Seriti is the only remaining member of the original panel. Judge Willem van der Merwe quit shortly after his appointment and was replaced by Judge Hendrick Musi. Judge Francis Legodi’s resignation was announced on Aug. 1 and a substitute has yet to be named.
Both judges cited undisclosed personal reasons for stepping down and Zuma said last week he was confident the panel’s integrity hadn’t been compromised.
Investigator Norman Moabi quit in January and his resignation letter, published by Johannesburg-based Beeld newspaper, accused the commission of a lack of transparency and “a second agenda” that was at odds with its mandate of uncovering the facts about the arms deal. The panel dismissed the allegations in a Jan. 17 statement, saying its credibility was critical if it was to fulfill its mandate properly.
Tayob Aboobaker, the commission’s evidence leader, also threatened to quit, Johannesburg’s Sunday Times reported yesterday, citing a copy of his resignation letter that was subsequently retracted.
“They are already having an uphill battle as far as perceptions are concerned and that is a problem,” De Vos said in a July 31 phone interview from Cape Town. Besides the resignations and the delays “there appears to be a reluctance by the commission to find and subpoena some of the people who are alleged to be deeply implicated.”
Among those due to testify at the inquiry are former cabinet ministers -- including Trevor Manuel, Ronnie Kasrils, Mosiuo Lekota and Alec Erwin -- and National Treasury officials, such as Andrew Donaldson, a deputy director general in charge of public finance.
The air force has grounded 18 Augusta A109M helicopters and 26 Gripen fighter aircraft acquired as part of the deal because it couldn’t afford to operate them, Beeld said on July 24, citing a senior officer who wasn’t identified. Siphiwe Dlamini, a spokesman for the South African National Defense Force, declined to comment on the report when called by Bloomberg News.
BAE, Europe’s biggest defense company, agreed in February 2011 to pay almost $450 million in fines to resolve bribery and fraud investigations by U.S. prosecutors and the U.K.’s Serious Fraud Office relating to deals in six countries including South Africa. In June 2008, German state public prosecutors dropped a two-year bribery investigation of ThyssenKrupp, Germany’s largest steelmaker that was part of the group that supplied four frigates to the South African navy.

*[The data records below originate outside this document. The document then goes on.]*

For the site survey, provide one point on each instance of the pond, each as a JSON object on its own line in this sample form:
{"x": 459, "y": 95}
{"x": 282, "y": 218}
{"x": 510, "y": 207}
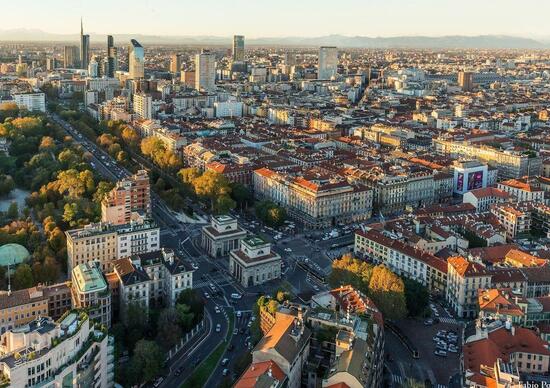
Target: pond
{"x": 16, "y": 195}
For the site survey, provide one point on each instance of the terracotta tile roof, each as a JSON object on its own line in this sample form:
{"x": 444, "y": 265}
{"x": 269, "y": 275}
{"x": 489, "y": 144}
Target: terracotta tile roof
{"x": 501, "y": 343}
{"x": 498, "y": 301}
{"x": 258, "y": 370}
{"x": 466, "y": 268}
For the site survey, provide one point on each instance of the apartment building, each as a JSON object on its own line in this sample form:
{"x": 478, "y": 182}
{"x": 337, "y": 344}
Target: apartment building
{"x": 34, "y": 102}
{"x": 464, "y": 279}
{"x": 315, "y": 201}
{"x": 520, "y": 347}
{"x": 104, "y": 243}
{"x": 516, "y": 220}
{"x": 221, "y": 236}
{"x": 21, "y": 307}
{"x": 90, "y": 291}
{"x": 286, "y": 344}
{"x": 132, "y": 194}
{"x": 485, "y": 197}
{"x": 69, "y": 352}
{"x": 510, "y": 164}
{"x": 402, "y": 259}
{"x": 523, "y": 189}
{"x": 153, "y": 278}
{"x": 254, "y": 263}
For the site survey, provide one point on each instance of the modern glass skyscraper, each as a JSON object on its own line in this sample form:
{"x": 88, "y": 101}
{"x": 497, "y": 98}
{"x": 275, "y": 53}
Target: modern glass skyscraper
{"x": 238, "y": 48}
{"x": 84, "y": 47}
{"x": 205, "y": 71}
{"x": 328, "y": 62}
{"x": 136, "y": 60}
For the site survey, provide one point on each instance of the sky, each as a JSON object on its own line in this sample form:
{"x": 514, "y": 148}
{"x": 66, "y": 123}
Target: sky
{"x": 282, "y": 18}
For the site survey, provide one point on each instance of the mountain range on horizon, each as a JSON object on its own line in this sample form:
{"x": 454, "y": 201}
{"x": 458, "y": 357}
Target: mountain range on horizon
{"x": 450, "y": 41}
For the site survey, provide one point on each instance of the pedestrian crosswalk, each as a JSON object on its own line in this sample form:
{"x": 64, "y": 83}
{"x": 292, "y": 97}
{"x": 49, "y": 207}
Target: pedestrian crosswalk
{"x": 451, "y": 321}
{"x": 399, "y": 381}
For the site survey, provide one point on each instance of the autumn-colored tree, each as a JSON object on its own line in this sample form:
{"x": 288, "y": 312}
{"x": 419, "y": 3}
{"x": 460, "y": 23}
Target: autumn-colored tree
{"x": 213, "y": 186}
{"x": 388, "y": 292}
{"x": 46, "y": 144}
{"x": 189, "y": 174}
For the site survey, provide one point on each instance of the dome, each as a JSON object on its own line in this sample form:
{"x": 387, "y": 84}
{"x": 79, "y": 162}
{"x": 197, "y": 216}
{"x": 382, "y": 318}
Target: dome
{"x": 13, "y": 254}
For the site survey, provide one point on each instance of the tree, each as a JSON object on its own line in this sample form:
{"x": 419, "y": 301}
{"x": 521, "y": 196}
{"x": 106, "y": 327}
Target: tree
{"x": 7, "y": 184}
{"x": 148, "y": 359}
{"x": 46, "y": 144}
{"x": 23, "y": 277}
{"x": 350, "y": 271}
{"x": 188, "y": 175}
{"x": 241, "y": 194}
{"x": 13, "y": 211}
{"x": 223, "y": 204}
{"x": 212, "y": 185}
{"x": 416, "y": 296}
{"x": 130, "y": 136}
{"x": 168, "y": 330}
{"x": 388, "y": 292}
{"x": 185, "y": 316}
{"x": 192, "y": 299}
{"x": 136, "y": 324}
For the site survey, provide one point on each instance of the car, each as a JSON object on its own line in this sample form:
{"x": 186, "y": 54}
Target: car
{"x": 440, "y": 353}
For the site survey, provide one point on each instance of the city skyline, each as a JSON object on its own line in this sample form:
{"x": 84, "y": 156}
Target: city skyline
{"x": 380, "y": 18}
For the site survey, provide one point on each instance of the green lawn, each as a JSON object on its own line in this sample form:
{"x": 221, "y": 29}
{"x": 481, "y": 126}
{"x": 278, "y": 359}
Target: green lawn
{"x": 207, "y": 366}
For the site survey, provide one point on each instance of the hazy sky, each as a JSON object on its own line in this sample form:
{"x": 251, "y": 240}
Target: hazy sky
{"x": 263, "y": 18}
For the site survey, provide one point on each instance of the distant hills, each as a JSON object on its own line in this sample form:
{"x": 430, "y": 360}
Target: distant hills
{"x": 453, "y": 41}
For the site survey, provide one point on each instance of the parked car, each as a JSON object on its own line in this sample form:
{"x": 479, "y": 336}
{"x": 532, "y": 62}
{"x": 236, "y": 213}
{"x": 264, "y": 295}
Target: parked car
{"x": 440, "y": 353}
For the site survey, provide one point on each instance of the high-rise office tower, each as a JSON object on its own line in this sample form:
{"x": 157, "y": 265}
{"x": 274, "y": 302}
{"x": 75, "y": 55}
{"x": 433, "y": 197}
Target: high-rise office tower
{"x": 205, "y": 71}
{"x": 175, "y": 63}
{"x": 466, "y": 80}
{"x": 238, "y": 48}
{"x": 328, "y": 62}
{"x": 111, "y": 57}
{"x": 136, "y": 60}
{"x": 51, "y": 64}
{"x": 84, "y": 48}
{"x": 93, "y": 68}
{"x": 70, "y": 56}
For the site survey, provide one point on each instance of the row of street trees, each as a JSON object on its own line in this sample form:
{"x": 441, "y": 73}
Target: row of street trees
{"x": 395, "y": 297}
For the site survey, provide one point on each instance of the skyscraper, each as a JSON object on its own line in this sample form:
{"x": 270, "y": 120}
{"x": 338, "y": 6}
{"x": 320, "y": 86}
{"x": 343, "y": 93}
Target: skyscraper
{"x": 205, "y": 71}
{"x": 111, "y": 57}
{"x": 70, "y": 56}
{"x": 84, "y": 47}
{"x": 136, "y": 60}
{"x": 328, "y": 62}
{"x": 175, "y": 63}
{"x": 238, "y": 48}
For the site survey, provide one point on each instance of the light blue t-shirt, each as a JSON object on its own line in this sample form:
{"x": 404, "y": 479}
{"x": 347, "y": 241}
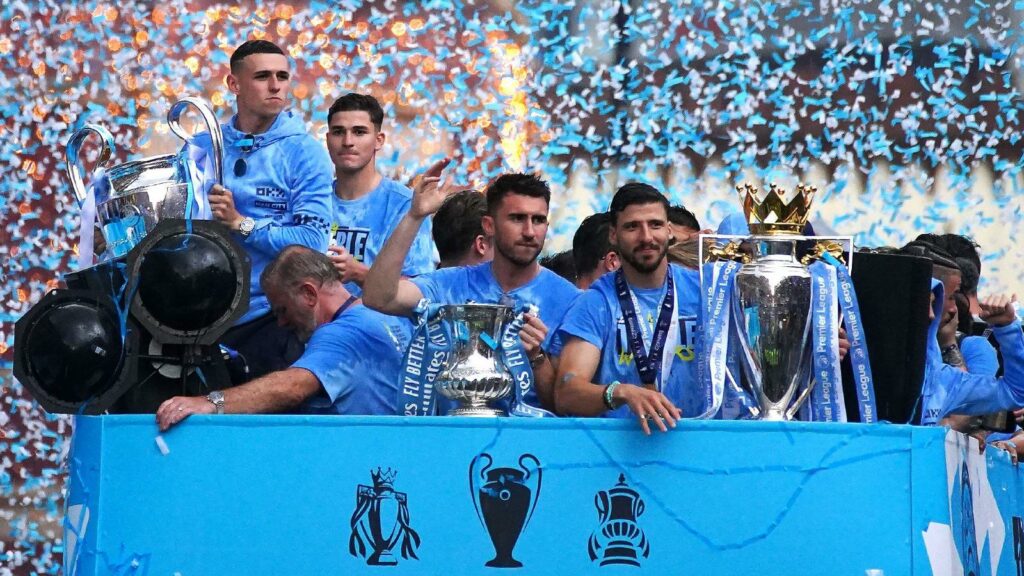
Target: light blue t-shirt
{"x": 364, "y": 224}
{"x": 597, "y": 318}
{"x": 357, "y": 359}
{"x": 551, "y": 293}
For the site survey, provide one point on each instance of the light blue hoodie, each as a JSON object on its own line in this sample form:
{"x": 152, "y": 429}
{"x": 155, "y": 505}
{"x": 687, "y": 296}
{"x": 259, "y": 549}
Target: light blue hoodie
{"x": 950, "y": 391}
{"x": 286, "y": 188}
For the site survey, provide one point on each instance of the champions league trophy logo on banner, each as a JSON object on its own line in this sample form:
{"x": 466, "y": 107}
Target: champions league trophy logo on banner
{"x": 505, "y": 502}
{"x": 619, "y": 540}
{"x": 472, "y": 355}
{"x": 381, "y": 519}
{"x": 131, "y": 198}
{"x": 783, "y": 314}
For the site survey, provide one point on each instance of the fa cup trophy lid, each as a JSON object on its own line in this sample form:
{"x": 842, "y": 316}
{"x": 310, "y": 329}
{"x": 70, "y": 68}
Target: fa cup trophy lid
{"x": 773, "y": 214}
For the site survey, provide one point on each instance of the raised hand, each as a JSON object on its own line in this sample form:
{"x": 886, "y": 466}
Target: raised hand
{"x": 427, "y": 196}
{"x": 998, "y": 310}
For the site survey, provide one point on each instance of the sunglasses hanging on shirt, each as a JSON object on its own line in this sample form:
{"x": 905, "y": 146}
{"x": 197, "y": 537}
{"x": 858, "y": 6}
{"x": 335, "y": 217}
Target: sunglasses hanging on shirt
{"x": 246, "y": 145}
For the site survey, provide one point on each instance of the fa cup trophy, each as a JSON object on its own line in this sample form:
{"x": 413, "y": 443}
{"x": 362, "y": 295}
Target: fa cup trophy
{"x": 475, "y": 375}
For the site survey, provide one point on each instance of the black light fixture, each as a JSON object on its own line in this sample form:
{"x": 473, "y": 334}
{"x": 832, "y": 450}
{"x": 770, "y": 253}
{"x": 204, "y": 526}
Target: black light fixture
{"x": 133, "y": 331}
{"x": 188, "y": 282}
{"x": 72, "y": 351}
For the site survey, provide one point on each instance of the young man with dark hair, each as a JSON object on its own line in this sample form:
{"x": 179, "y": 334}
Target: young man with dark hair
{"x": 458, "y": 231}
{"x": 276, "y": 192}
{"x": 351, "y": 359}
{"x": 367, "y": 206}
{"x": 517, "y": 222}
{"x": 628, "y": 341}
{"x": 593, "y": 253}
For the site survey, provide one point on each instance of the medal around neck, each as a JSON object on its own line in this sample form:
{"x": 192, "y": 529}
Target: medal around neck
{"x": 131, "y": 198}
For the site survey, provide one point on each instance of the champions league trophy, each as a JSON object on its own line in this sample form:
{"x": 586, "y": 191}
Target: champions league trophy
{"x": 475, "y": 374}
{"x": 784, "y": 314}
{"x": 505, "y": 502}
{"x": 133, "y": 197}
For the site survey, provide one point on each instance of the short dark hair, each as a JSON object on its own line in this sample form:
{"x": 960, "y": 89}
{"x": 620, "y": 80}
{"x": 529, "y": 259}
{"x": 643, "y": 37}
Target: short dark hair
{"x": 250, "y": 47}
{"x": 590, "y": 243}
{"x": 635, "y": 193}
{"x": 965, "y": 251}
{"x": 295, "y": 264}
{"x": 562, "y": 264}
{"x": 358, "y": 103}
{"x": 526, "y": 184}
{"x": 457, "y": 223}
{"x": 679, "y": 215}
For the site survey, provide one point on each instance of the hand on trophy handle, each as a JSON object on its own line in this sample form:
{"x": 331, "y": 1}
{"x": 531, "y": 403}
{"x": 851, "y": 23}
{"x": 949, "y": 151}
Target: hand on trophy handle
{"x": 531, "y": 334}
{"x": 222, "y": 207}
{"x": 648, "y": 405}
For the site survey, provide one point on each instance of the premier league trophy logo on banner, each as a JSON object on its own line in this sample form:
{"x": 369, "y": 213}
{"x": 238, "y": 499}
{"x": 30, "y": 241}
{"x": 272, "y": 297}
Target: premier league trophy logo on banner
{"x": 505, "y": 502}
{"x": 783, "y": 314}
{"x": 131, "y": 198}
{"x": 620, "y": 539}
{"x": 381, "y": 519}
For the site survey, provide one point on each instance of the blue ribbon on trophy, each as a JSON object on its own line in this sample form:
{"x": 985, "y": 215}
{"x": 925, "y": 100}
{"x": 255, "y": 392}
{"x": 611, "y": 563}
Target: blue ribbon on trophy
{"x": 514, "y": 358}
{"x": 715, "y": 299}
{"x": 858, "y": 346}
{"x": 425, "y": 358}
{"x": 826, "y": 397}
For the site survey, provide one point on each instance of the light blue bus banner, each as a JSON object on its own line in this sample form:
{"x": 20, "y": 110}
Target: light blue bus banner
{"x": 445, "y": 495}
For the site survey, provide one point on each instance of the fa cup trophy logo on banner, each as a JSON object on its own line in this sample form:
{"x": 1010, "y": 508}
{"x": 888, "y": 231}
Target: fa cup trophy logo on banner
{"x": 784, "y": 314}
{"x": 505, "y": 502}
{"x": 619, "y": 540}
{"x": 381, "y": 520}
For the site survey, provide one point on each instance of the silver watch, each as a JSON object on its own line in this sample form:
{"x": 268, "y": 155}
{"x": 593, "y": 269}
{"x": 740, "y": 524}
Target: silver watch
{"x": 246, "y": 227}
{"x": 216, "y": 398}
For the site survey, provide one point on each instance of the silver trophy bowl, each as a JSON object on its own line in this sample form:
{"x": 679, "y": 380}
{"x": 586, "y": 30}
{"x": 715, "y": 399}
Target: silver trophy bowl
{"x": 772, "y": 316}
{"x": 140, "y": 193}
{"x": 475, "y": 375}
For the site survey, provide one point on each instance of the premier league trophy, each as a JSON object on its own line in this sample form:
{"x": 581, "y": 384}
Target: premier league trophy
{"x": 132, "y": 197}
{"x": 475, "y": 374}
{"x": 772, "y": 302}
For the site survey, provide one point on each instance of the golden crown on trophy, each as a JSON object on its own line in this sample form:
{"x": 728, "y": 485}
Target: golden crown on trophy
{"x": 773, "y": 215}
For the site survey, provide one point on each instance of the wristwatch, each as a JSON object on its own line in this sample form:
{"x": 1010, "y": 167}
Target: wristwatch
{"x": 216, "y": 398}
{"x": 246, "y": 227}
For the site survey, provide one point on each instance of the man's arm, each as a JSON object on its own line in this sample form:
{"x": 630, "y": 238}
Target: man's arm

The commission’s findings aren’t legally enforceable, and the government will have to decide how to implement its recommendations, said Bonita Meyersfeld, a law professor who heads the University of Witwatersrand’s Centre for Applied Legal Studies.
“There is a credibility problem,” she said in a July 31 phone interview from Johannesburg. “I’d be very surprised if there were consequences for people who are currently in power.”